Things weren't always so rosy for women in the rock biz. Twenty years ago hard-rocking Suzi Quatro was considered a freakish anomaly and the pubescent Runaways a vapid marketing ploy (which, with the exception of Joan Jett and possibly Lita Ford, they were). In 1976 Patti Smith and Talking Heads bass player Tina Weymouth broke new ground, but still dropped jaws when touring middle America. Even in the '80s, postpunk bands like the Slits and the Raincoats barely dented the charts, while successful performers like Chrissie Hynde, Siouxsie Sioux, and Exene Cervenka fronted male bands. Mainstream exceptions either offered inoffensive pop rock -- the Go-Go's, the Bangles, Bananarama -- or greased their way to the top with heavy applications of top-40 schlock à la Heart and Pat Benatar. But in the enlightened '90s, judging by the number of magazine features, the tide has turned and women rockers are finally sitting pretty on the spoils of success.

Or are they? A quick check of the Nov. 12 issue of Billboard yields the following stats: Of the country's top forty albums, a paltry six were by solo women artists; of these, only one -- Sheryl Crow -- could be called rock; and only three bands -- Smashing Pumpkins, Ace of Base, and the Cranberries -- had mixed-gender lineups. That's a total of nine out of forty listings, and not one all-women band among them. For all the media brouhaha, in 1994 critically acclaimed but abrasive talents such as Courtney Love were seen, but not heard, outside the parameters of the indie music scene. When it comes down to brass tacks like sales and distribution, not a hell of a lot has changed. Girls ruled the rock mags, sure, but not the charts. Ever the lucrative ornaments, their images sold everyone's product but their own.

Tradition dies hard, and tradition says rock and roll is a boy thing. "There's definitely a prejudice when women rock," agrees Bay Guardian cover girl Liz Phair (she's a musician too, incidentally). "There's definitely this sense of 'I don't know, do we let you in the club? Are you going to be our toy or are you trying to kick our ass? Are you going to turn all soft on the inside, do you really want it?'"

Change can be threatening at both industry and audience levels. What does it mean when L7 is plagued by male audience-members yelling "Show us your tits!" and Courtney Love by shouts of "You're fat!"? Things aren't so friendly down in the mosh pit, either, where the friendly slamming of a decade ago has degenerated into a raging testosterone-driven endurance test.
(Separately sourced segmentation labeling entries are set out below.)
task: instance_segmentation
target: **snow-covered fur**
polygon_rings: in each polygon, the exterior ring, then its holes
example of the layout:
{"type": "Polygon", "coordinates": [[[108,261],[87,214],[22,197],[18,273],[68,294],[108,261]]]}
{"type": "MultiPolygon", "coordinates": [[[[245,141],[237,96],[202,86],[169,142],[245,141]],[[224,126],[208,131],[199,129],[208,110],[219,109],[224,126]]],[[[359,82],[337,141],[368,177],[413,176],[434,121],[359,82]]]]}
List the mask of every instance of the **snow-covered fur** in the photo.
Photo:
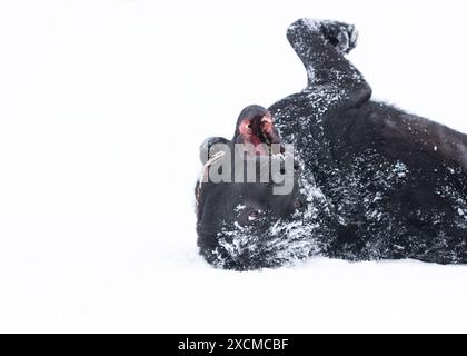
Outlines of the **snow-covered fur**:
{"type": "Polygon", "coordinates": [[[238,270],[311,256],[467,263],[467,136],[371,101],[344,57],[356,44],[352,26],[302,19],[287,34],[308,86],[269,111],[300,165],[297,189],[282,199],[301,204],[242,225],[237,214],[256,188],[208,186],[198,207],[201,254],[238,270]]]}

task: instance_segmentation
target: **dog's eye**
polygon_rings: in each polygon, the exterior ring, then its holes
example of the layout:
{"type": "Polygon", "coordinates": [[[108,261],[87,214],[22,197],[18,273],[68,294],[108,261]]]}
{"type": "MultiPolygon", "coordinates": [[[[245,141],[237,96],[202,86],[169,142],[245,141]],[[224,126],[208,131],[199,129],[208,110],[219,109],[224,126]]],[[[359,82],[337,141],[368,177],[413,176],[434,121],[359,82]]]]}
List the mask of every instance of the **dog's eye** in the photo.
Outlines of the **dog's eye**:
{"type": "Polygon", "coordinates": [[[255,221],[259,218],[260,211],[252,211],[248,215],[248,221],[255,221]]]}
Try cashing the pit at the next Offspring show, girlfriends, and tell me I'm wrong.

Hoping to refocus attention on music rather than the sex of the musicians, bands like L7 studiously avoid engaging in gender debates. But there are hefty drawbacks to this approach: silence can be read as denial, with women conviently censoring themselves for the privilege of playing like the boys (call it the Camille Paglia syndrome). But they're not boys and -- barring surgical readjustment -- never will be. And as girls raised in a stratified culture, they harbor internalized assumptions about power and entitlement that are often radically different from those of men. It's a double bind, in which acknowledging contextual difference risks marginalization and denying it creates a reflexive misogyny where "femininity" is shunned like sexual leprosy.
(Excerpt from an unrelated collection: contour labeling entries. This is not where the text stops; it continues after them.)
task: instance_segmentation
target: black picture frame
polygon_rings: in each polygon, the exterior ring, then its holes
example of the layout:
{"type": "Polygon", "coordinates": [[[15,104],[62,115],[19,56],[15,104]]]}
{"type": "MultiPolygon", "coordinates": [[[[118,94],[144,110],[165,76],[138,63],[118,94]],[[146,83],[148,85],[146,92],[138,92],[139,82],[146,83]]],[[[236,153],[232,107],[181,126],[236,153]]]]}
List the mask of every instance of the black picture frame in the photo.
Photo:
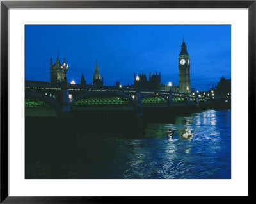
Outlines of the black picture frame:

So what's a grrrl to do? Heck, we're headed into a new year, so let's be optimistic. Women in the indie underground have begun to redefine femininity with their lace-and-jackboots appropriation of girlish paradigms. Now it remains to take this reclaimed identity out of the magazines and onto the charts. "To break a sterotype, you have to show the logic of the alternate vision," Phair points out. "And you do that by living the way your instincts tell you." Who knows, someday women rock bands -- soft, hard, alternative, and mainstream -- might be so pervasive that the issue of "women in rock" will cease to be an issue at all. Could happen. The bottom line is to keep rocking, even if integration proves sluggish. The glass ceiling's just begging for the touch of some kinder-whore's steel-toed boot.